Which brings me to my other point. If your company is blessed by an engineering division you're worse off. Although the idea that working with engineers results in less argument and headache might seem natural the opposite becomes your reality. These self righteous group of tinker-heads tend to look down upon anyone who didn't spend half a semester in college designing hammers. They refuse to accept that they're mortals and prone to mistakes and god forbids if someone knows something that they don't. They sit behind computers thinking “I'm an engineer, I can do no wrong , check out this email I'm going to send, I'll make sure I'll send it to everyone on the network, I will load it up with pictures of my friends wedding, 114 megabytes? That doesn't sound like a lot. Send.” Then you see your Friday night change from going out with friends to sitting in your cubical and cleaning mess up. One thing engineers are great at is standing behind you and breathing down your neck while you try and remove the virus they unleashed on their computers. Huffin, puffin, and making snarky comments like “well the virus scan YOU installed on the computers should have detected it.” or “ we spend so much on IT every year, how can YOU guys let something like this happen?” Life is great.

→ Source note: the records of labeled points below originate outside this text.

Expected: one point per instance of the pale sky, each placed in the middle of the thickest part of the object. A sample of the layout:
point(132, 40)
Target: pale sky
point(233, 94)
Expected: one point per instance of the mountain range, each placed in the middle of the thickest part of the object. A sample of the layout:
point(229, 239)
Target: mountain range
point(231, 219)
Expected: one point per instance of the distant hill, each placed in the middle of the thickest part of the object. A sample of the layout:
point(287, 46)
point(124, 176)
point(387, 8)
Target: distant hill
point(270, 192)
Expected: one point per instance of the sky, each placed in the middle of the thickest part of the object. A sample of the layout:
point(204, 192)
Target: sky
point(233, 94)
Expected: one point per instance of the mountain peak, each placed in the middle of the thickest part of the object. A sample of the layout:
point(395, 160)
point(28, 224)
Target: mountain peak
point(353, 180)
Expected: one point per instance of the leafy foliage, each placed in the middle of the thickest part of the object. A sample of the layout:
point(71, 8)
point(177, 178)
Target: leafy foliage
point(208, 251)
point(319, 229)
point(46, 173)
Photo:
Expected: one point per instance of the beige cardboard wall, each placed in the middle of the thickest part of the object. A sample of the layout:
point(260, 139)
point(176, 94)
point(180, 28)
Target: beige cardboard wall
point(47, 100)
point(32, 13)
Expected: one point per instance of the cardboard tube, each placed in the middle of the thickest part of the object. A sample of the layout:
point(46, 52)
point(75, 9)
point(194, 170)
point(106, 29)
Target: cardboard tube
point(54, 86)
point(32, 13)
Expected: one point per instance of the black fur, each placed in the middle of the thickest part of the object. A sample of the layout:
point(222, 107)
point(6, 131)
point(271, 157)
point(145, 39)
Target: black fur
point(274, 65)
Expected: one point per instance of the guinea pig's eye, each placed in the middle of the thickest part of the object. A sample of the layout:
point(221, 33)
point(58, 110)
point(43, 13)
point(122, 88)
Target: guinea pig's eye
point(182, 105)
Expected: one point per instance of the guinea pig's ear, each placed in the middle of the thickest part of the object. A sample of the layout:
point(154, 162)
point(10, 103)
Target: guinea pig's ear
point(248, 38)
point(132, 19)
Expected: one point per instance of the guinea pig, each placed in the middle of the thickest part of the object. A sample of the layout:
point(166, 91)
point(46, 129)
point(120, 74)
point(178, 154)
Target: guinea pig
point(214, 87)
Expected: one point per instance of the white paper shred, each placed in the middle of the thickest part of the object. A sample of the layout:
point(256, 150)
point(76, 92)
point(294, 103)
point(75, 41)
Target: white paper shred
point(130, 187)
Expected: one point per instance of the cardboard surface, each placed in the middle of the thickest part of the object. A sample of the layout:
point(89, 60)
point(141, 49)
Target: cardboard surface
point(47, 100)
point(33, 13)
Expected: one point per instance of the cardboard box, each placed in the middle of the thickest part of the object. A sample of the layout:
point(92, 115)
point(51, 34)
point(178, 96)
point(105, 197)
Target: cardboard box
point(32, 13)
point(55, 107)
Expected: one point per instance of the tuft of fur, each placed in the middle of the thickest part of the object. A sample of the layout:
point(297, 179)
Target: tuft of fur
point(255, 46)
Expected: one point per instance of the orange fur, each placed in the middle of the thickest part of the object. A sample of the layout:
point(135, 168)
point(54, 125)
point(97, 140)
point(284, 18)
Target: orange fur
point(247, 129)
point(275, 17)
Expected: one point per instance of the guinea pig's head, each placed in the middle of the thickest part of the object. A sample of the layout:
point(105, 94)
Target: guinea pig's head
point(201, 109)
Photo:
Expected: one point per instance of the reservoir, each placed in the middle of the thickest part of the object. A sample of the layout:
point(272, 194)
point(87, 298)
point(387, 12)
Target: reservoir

Then it hits you, somewhere between the time you're banging your head against a wall or grinding your teeth, that you should have listened to your wise and brilliant friend. He warned you of the black hole that is IT. He told you “ Armen, IT work crushes dreams, stay way”. Now he owns a multi-million dollar software development company and you're stuck installing RAM. He spends nights with his many girlfriends on his 11 million dollar yacht, looping around the Caribbeans while you spend your nights rebooting servers and mopping the floor. IT work crushes dreams, stay away.